Beauveria bassiana is considered by many entomologists as one of the more effective biocontrol agents to deploy as a plug or cutting dip. Insects and some mites when exposed to this entomopathogenic fungus typically die within 4-5 days after exposure.
The entomopathogenic fungus Beauveria bassiana (Balsamo) Vuillemin (Ascomycota: Hypocreales) has been exploited extensively to control insects that affect crops or are vectors of human and animal diseases.
Besides its entomopathogenic lifestyle, evidence has demonstrated that some Beauveria bassiana species are able to grow endophytically inside the plants and confer protection against pests and pathogens of different host plants therefore defining its role in agricultural crop production systems.
Furthermore, studies also report that combinatorial approaches may improve pest control and infectivity of Beauveria bassiana. This article reviews literature on the biological control abilities of Beauveria bassiana against pests of livestock as well as pathogens and pests of plants in the greenhouse and field.
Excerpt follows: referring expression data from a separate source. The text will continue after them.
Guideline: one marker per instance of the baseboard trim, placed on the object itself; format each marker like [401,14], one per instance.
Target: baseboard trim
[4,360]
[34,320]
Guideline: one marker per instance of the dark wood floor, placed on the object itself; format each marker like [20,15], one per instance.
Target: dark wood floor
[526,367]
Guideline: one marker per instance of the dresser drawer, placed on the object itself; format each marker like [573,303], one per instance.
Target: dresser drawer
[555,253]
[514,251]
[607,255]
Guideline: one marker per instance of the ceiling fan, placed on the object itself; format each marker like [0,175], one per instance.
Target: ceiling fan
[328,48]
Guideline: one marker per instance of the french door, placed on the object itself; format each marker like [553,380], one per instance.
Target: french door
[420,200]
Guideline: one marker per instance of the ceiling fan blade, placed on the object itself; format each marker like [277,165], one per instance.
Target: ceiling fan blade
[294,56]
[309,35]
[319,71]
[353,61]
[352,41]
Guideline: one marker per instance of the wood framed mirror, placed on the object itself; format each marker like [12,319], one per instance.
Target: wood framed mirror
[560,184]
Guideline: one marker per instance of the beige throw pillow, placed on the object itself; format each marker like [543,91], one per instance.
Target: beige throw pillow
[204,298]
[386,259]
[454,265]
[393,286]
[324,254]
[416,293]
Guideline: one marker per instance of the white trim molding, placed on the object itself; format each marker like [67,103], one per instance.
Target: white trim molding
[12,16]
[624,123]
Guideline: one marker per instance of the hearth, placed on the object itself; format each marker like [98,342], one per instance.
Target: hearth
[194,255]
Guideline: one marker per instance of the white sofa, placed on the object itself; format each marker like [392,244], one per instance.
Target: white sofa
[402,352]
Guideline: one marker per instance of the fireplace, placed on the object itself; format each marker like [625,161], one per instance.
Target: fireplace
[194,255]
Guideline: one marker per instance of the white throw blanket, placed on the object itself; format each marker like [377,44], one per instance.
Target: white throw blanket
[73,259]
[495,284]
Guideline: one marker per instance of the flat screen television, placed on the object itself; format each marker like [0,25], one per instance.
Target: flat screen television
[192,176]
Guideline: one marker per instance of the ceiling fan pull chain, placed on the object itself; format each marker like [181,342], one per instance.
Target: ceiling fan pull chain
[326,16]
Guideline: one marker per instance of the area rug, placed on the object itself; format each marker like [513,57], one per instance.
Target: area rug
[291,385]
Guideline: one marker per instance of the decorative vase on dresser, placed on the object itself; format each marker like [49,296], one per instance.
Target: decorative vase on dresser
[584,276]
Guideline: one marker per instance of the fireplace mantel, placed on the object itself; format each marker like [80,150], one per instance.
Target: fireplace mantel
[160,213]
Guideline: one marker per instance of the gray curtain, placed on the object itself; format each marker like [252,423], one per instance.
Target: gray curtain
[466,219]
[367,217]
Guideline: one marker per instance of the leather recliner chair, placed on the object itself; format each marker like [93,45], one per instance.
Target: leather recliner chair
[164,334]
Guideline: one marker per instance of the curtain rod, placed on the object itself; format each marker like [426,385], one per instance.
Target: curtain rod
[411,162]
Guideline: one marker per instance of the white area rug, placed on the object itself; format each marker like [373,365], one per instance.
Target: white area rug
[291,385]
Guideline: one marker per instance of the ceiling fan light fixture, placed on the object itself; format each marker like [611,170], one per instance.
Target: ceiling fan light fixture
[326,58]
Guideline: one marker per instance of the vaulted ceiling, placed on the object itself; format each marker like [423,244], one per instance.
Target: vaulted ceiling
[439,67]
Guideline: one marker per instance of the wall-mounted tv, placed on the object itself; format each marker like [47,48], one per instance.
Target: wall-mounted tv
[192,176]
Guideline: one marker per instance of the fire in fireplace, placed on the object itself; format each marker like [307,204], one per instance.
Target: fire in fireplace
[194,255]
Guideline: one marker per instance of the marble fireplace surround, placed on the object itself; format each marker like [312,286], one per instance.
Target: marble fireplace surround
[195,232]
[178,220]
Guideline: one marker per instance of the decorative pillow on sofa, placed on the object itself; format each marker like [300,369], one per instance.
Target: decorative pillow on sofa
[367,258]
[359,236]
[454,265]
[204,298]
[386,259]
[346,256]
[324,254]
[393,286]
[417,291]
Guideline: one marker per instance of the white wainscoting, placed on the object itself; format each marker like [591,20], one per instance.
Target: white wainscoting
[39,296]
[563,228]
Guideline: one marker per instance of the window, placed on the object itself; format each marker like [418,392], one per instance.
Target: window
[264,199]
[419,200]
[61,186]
Beauveria bassiana is an entomopathogenic fungus that causes white muscardine disease in a range of insects including whiteflies, aphids, thrips, grasshoppers and certain types of beetles and mites.
It differs from Nosema locustae in that it does not need to be ingested by the host; Beauveria bassiana spores simply need to come in contact with a host.
Once the host insect is infected, the fungus rapidly grows inside of the insect, feeding on the nutrients present in the host’s body and producing toxins in the process.
When the host dies, the Beauveria bassiana covers the carcass in a layer of white mold that produces more infective spores.